Approaches to quantify wetting at the macroscale do not translate to the nanoscale, highlighting the need for new methods for characterizing hydrophobicity at the small scale. We use extensive molecular simulations to study the hydration of homo and heterogeneous self-assembled monolayers (SAMs) and of protein surfaces. For homogeneous SAMs, new pressure-dependent analysis shows that water displays higher compressibility and enhanced density fluctuations near hydrophobic surfaces, which are gradually quenched with increasing hydrophilicity, consistent with our previous studies. Heterogeneous surfaces show an interesting context dependence – adding a single –OH group in a –CH₃ terminated SAM has a more dramatic effect on water in the vicinity compared to that of a single –CH₃ group in an –OH background.
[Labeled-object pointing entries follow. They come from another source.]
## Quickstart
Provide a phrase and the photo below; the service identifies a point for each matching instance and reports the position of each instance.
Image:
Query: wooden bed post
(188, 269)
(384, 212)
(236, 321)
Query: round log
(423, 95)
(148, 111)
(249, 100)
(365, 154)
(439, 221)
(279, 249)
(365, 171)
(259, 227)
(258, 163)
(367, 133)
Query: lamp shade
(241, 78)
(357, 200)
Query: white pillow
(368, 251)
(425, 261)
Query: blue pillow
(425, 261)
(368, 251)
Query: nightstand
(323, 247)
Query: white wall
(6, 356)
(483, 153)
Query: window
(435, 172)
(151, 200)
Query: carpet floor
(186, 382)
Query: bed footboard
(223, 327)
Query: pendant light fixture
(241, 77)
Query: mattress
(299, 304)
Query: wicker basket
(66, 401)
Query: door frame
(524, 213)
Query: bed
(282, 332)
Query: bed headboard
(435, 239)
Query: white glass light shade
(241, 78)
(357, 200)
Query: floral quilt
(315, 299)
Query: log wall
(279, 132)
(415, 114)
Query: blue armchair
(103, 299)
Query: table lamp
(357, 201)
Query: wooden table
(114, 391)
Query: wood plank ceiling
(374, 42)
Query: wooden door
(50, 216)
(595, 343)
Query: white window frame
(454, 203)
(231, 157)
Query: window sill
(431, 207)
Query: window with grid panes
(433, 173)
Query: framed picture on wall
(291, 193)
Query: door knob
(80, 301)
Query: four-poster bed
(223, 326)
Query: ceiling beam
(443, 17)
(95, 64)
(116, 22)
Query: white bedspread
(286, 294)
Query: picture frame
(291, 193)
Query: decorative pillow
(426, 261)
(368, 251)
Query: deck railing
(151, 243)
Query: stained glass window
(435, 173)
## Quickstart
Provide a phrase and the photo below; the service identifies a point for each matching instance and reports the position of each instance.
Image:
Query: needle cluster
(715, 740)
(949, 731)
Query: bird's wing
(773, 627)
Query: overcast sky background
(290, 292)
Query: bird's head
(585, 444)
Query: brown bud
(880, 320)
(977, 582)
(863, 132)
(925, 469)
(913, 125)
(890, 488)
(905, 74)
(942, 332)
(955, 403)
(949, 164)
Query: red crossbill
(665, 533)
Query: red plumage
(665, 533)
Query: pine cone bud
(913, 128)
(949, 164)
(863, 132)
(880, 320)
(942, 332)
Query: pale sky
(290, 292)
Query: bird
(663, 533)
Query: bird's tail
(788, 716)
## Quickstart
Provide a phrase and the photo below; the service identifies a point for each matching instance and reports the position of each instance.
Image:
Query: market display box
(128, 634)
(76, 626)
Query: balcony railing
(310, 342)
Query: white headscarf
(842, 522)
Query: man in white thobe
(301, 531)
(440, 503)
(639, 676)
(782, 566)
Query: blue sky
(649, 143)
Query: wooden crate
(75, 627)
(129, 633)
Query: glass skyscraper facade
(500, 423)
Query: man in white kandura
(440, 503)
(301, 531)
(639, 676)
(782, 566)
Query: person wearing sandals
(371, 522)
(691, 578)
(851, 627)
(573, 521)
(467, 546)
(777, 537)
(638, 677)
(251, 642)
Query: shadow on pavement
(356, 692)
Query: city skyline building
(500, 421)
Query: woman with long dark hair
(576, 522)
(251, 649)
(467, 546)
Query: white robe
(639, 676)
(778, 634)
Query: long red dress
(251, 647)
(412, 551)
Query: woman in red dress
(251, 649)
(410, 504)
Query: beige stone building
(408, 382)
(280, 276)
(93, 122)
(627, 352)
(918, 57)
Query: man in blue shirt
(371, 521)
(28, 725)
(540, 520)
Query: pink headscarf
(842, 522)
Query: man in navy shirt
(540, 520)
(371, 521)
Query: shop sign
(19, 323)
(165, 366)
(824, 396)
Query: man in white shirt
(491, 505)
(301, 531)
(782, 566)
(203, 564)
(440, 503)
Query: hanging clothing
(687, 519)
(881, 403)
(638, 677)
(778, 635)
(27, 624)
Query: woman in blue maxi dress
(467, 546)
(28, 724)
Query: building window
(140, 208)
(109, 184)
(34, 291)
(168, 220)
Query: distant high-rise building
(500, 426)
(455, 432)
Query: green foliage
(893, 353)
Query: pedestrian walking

For mixed –CH₃/–OH SAMs, this asymmetry leads to a non-linear dependence of hydrophobicity on the surface concentration. We also present preliminary results to map hydrophobicity of protein surfaces by monitoring local density fluctuations and binding of probe hydrophobic solutes. These molecular measures account for the behavior of protein's hydration water, and present a more refined picture of its hydrophobicity map. At least for one protein, hydrophobin-II, we show that the hydrophobicity map is different from that suggested by a commonly used hydropathy scale.